To extract the report and visual IDs from the JSON in the ApplicationContext column I’ve used the todynamic() function and then split them out into separate columns. Then, in order to have tables to do the lookups, I used two different techniques. I used the datatable operator to create a hard-coded table with the report IDs and names; in this case I’ve only got one report, but even if you were doing this in the real world at the workspace level I think it’s feasible to create hard-coded tables with report IDs and names in because there wouldn’t be that many of them. For the visuals I saved a table with the visual IDs, names and types in a CSV file and saved it to ADLSgen2 storage, then used the externaldata() (with a shared access signature in this case just to make authentication simple) operator to read this data into a table used for the lookup.

Here’s the output:

It’s then easy to use this table in a Power BI DirectQuery dataset to build a report that shows you what queries have been run recently. This report looks a bit rubbish and I’m sure you can build something that looks a lot nicer:

Monitor Power BI Queries And Refreshes With DirectQuery On Log Analytics, Part 2: Dataset Refreshes

In the first post in this series I showed how it was possible to create a DirectQuery dataset connected to Log Analytics so you could analyse Power BI query and refresh activity in near real-time. In this post I’ll take a closer look into how you can use this data to monitor refreshes.

The focus of this series is using DirectQuery on Log Analytics to get up-to-date information (remember there’s already an Import-mode report you can use for long-term analysis of this data), and this influences the design of the dataset and report. If you’re an administrator these are the refresh-related questions you will need answers to:

  1. Which datasets are refreshing right now?
  2. Which recent datasets refreshes succeeded and which ones failed?
  3. If a dataset refresh failed, why did it fail?
  4. How long did these refreshes take?

To answer these questions I built a simple dataset with two tables in. First of all, I built a KQL query that answers these four questions and used it as the source for a DirectQuery table in my dataset.
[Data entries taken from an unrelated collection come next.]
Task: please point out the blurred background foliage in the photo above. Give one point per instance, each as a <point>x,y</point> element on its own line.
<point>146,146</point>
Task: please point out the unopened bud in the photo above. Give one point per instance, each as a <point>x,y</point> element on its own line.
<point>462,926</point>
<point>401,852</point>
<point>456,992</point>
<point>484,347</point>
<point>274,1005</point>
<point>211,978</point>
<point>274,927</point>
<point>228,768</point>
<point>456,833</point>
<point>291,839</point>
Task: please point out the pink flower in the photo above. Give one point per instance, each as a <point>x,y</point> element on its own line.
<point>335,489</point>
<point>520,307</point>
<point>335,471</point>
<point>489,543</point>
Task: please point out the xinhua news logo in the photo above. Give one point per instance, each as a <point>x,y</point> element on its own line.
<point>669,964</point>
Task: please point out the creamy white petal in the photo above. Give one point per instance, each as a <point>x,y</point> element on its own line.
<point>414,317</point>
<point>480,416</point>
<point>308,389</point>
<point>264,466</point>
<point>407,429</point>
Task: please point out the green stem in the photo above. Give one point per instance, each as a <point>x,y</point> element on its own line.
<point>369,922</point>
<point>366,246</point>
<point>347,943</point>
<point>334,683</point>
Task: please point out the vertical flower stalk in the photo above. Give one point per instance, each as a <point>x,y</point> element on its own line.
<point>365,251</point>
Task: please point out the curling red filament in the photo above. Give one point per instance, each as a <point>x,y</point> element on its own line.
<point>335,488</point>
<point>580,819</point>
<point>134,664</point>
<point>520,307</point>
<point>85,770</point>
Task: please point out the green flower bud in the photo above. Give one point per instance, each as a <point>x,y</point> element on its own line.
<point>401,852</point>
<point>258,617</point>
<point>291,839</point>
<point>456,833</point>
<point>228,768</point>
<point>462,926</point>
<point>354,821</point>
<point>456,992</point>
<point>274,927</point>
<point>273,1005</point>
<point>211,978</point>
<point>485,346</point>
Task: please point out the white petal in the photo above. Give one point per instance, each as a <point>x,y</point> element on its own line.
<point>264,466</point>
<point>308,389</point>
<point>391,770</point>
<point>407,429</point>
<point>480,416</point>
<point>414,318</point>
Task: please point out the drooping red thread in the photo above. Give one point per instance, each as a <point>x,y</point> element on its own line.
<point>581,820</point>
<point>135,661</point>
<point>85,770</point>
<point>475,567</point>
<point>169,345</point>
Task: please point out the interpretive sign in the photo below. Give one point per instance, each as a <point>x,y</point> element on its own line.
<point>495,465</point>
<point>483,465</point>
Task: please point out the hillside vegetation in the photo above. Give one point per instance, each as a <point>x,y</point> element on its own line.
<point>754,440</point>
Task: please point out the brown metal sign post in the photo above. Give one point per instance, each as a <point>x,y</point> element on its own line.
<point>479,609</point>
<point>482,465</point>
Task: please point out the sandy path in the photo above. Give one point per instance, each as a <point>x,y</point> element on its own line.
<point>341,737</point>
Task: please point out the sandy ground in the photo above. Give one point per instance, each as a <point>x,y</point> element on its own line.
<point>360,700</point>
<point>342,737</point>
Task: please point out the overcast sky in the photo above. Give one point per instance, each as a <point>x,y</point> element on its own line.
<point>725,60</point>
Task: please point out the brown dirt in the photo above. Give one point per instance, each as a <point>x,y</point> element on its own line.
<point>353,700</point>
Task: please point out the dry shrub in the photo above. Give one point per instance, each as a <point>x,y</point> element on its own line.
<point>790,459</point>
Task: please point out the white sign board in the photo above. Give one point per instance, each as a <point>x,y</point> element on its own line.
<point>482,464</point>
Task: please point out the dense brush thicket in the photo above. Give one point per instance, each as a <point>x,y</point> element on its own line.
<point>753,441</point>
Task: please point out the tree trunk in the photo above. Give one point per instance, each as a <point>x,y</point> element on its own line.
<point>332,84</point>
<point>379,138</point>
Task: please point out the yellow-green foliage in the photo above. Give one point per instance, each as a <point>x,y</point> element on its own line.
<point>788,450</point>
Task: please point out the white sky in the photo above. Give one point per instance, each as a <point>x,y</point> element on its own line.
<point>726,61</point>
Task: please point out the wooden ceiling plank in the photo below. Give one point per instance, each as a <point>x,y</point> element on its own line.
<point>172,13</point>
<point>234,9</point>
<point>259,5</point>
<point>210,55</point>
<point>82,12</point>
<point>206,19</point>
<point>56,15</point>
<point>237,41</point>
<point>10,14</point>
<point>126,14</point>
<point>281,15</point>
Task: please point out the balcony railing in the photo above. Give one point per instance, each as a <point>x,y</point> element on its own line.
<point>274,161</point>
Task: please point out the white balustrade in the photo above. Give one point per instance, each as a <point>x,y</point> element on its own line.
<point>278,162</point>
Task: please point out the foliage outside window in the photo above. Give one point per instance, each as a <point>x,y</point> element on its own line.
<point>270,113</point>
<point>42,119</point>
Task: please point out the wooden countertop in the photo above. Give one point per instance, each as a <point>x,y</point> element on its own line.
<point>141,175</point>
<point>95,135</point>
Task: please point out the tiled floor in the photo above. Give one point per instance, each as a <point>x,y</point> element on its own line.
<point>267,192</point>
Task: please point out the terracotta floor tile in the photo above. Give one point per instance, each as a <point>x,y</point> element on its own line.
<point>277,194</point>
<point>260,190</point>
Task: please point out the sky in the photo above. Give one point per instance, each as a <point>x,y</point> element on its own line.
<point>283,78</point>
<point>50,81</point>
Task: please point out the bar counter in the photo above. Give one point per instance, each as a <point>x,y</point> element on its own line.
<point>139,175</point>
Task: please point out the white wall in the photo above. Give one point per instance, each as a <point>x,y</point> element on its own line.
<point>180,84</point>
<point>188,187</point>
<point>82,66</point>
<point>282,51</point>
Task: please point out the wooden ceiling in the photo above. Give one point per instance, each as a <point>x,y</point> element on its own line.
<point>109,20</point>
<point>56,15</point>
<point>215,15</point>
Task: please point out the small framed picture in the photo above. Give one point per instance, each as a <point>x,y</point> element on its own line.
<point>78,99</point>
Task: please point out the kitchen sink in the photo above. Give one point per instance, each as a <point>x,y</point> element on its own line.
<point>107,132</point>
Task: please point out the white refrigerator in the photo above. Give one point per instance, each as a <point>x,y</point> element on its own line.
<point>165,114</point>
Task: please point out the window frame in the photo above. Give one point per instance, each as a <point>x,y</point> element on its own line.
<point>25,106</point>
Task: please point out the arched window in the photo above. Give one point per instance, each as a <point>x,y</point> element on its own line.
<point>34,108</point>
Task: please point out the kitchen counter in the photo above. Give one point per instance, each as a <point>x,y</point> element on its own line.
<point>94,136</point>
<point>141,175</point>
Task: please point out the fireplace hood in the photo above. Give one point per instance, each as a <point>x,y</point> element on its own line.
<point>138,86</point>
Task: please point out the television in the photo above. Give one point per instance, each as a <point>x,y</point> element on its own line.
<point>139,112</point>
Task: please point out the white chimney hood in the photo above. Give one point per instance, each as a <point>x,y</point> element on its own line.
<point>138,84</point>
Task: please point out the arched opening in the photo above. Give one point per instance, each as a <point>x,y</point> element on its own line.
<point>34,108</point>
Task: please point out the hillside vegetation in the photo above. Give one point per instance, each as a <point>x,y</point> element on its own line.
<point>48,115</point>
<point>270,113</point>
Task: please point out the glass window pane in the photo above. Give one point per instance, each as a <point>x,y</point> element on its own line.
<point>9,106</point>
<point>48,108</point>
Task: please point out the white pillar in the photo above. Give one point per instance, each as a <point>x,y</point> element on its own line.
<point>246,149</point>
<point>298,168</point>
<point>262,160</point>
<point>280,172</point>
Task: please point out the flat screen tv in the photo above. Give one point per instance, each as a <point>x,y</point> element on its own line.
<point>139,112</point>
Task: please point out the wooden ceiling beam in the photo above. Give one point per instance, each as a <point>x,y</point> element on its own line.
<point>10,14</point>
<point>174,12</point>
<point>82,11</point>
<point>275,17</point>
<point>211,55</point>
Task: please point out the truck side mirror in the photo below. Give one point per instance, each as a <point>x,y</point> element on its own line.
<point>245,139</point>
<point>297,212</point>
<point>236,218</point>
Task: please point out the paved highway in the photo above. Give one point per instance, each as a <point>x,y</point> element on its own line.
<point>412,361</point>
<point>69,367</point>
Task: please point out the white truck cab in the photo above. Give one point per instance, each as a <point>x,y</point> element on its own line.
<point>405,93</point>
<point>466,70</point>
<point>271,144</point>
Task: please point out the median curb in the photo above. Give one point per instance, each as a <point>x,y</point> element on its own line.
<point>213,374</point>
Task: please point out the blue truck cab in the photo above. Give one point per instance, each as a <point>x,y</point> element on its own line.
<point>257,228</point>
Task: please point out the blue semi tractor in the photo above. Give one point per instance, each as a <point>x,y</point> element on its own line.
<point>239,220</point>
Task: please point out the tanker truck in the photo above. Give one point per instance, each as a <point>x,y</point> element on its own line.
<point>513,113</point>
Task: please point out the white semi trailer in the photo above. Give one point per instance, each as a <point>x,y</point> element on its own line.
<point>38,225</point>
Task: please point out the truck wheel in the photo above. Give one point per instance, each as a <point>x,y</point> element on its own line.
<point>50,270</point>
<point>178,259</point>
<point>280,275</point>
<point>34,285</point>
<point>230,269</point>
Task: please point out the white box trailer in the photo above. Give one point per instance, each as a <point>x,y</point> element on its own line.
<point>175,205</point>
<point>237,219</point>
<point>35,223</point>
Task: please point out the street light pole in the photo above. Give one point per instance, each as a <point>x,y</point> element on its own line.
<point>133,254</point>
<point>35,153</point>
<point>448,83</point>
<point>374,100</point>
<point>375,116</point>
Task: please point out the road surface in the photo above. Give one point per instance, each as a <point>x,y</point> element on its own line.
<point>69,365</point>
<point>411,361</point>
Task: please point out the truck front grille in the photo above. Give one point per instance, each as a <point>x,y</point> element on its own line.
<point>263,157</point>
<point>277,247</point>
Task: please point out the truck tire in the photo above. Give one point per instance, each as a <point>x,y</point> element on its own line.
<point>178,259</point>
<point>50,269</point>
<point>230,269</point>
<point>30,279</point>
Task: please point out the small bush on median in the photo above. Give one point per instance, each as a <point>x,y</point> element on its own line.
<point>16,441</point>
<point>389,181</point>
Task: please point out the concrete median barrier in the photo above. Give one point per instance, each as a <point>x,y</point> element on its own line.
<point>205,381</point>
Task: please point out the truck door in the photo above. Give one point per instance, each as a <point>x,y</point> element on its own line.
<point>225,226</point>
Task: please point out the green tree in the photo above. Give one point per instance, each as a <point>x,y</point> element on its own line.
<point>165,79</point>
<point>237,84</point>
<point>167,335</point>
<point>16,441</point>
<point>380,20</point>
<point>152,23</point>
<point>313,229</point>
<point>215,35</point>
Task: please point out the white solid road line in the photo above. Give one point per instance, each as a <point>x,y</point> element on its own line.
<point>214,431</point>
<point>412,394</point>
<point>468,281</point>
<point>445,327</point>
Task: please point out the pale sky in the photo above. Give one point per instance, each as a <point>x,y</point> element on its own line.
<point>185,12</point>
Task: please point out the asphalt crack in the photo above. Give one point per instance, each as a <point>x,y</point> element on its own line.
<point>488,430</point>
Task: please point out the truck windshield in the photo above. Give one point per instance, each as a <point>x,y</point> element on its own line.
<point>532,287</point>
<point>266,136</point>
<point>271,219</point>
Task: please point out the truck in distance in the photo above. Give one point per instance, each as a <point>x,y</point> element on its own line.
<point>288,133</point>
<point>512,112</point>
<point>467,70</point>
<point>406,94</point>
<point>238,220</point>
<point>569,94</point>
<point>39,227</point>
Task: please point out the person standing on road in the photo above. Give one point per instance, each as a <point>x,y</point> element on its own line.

Here’s the query:

let
//get all refresh events
RefreshesInLast24Hours = 
//this table holds all the Power BI log data for a workspace
PowerBIDatasetsWorkspace
//assume that no currently running refresh has run for more than 24 hours
| where TimeGenerated > ago(24h)
//only return the events fired when refreshes begin and end
| where OperationName in ('CommandBegin', 'CommandEnd')  
and EventText has_any ('<Refresh xmlns', '\"refresh\"');
//gets just the events fired when the refreshes begin
let
CommandBegins = 
RefreshesInLast24Hours
| where OperationName == 'CommandBegin' ;
//gets just the events fired when the refreshes end
let
CommandEnds = 
RefreshesInLast24Hours
| where OperationName == 'CommandEnd' ;
//do a full outer join between the previous two tables
CommandBegins
| join kind=fullouter CommandEnds on XmlaRequestId, EventText
//select just the columns relevant to refreshes
| project ArtifactName, XmlaRequestId,
StartTime = TimeGenerated, EndTime = TimeGenerated1, 
DurationMs = DurationMs1, CpuTimeMs = CpuTimeMs1, 
Outcome = coalesce(Status1, 'In Progress'), 
ErrorCode = StatusCode1, 
WorkspaceId, WorkspaceName
| summarize StartTime=min(StartTime), EndTime=max(EndTime), DurationMs=max(DurationMs), 
CpuTimeMs=max(CpuTimeMs), ErrorCode=min(ErrorCode) 
by XmlaRequestId, ArtifactName, Outcome, WorkspaceId, WorkspaceName

Here’s an example of the output, a table with one row for each refresh in the last 24 hours:

Here’s how the query works:

  • Gets all the CommandBegin and CommandEnd events – the events that are fired when a refresh begins and ends – that occurred in the last 24 hours and stores them in two tables.
    • Only some of the CommandBegin and and CommandEnd events are related to refreshes, so the query filters on the EventText column to find them.
    • I chose to limit the data to the last 24 hours to keep the amount of data displayed to a minimum and because it’s unlikely that any refresh will take more than 24 hours. If I limited the data to the last hour, for example, then the query would not return the CommandBegin events or the CommandEnd events for any refreshes that started more than an hour ago and were still in progress, so these refreshes would not be visible in the report.
  • Does a full outer join between the table with the CommandBegin events and the table with the CommandEnd events, so the query returns one row for every that either started or ended in the last 24 hours.
  • Limits the columns in the results to show:
    • XmlaRequestId – the unique identifier that links all the events for a specific refresh operation
    • ArtifactName – the dataset name
    • WorkspaceId, WorkspaceName – the ID and name of the Power BI workspace where the dataset is stored
    • StartTime and EndTime – the refresh start time and end time,
    • DurationMs – the duration of the refresh in milliseconds
    • CpuTimeMs – the CPU Time consumed by the refresh in milliseconds,
    • Outcome – whether the refresh succeeded, failed or is still in progress
    • Errorcode – the error code that tells you why the refresh failed

Next I created a second table to return more detailed information about a specific refresh. Here’s an example of the KQL:

PowerBIDatasetsWorkspace
| where TimeGenerated > ago(24h)
| where OperationName in 
('CommandBegin', 'CommandEnd', 
'ProgressReportEnd','Error') 
| where XmlaRequestId in 
('5306b4ef-d74a-4962-9fc0-f7a299f16d61')
|project OperationName, OperationDetailName, TimeGenerated, 
EventText, XmlaRequestId, DurationMs, CpuTimeMs

This query returns the CommandBegin, CommandEnd, ProgressReportEnd and Error events for a specific refresh (so all these events have the same XmlaRequestId value).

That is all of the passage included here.